Mr Hatton believes he has hit upon a promotion that perfectly suits the zeitgeist. From Monday, for $219, (€170, £142) guests at his hotel can purchase a "City of Hope" package that includes a private tour of Barack Obama's southside neighbourhood, reservations at one of the president-elect's favourite Chicago restaurants and a copy of The Audacity of Hope, his book.
In the weeks since Mr Obama's election, Chicago - a city used to proclaiming its global status while often measuring up short next to New York and Los Angeles - has been basking in the international spotlight. The president-elect's victory celebration in Grant Park showcased its handsome skyline, parkland and lakefront to millions all round the world. His transition team is based in the city, attracting a global media circus. Many of his appointments have come from Chicago's political elite.

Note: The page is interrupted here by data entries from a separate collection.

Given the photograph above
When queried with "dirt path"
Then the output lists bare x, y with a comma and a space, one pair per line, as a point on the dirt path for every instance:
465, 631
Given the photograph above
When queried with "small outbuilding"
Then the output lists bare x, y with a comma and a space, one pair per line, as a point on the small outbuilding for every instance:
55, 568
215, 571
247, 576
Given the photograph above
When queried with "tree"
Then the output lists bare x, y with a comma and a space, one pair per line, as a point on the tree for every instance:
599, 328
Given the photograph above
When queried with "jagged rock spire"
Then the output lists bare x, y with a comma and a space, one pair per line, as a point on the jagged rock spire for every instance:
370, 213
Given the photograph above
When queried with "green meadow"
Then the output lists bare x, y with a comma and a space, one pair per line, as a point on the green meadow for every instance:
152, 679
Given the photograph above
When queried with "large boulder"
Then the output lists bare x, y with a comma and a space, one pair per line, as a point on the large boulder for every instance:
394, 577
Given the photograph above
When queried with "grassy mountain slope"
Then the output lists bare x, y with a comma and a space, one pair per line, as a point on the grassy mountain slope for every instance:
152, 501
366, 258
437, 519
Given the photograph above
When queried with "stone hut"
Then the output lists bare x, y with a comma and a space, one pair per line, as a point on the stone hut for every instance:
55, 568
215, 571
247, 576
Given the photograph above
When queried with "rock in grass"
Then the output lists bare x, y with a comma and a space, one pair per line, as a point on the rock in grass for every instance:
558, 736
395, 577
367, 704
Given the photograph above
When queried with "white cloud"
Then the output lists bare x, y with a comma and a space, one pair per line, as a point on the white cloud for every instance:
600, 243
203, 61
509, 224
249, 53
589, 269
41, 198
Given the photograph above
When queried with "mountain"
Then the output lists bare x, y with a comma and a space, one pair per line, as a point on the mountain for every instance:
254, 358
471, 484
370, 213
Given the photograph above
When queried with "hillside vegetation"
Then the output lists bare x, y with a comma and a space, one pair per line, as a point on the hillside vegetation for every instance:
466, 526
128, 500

The media's need to feed the hunger for news about Mr Obama has made minicelebrities of scores of Chicagoans with any kind of connection to the next president, from his barber to the chefs at his favourite pizza joint and the woman who drives a Dodge Neon he once owned.
If Chicago has a spring in its step, it may be because for the first time many residents feel it is getting the recognition it deserves.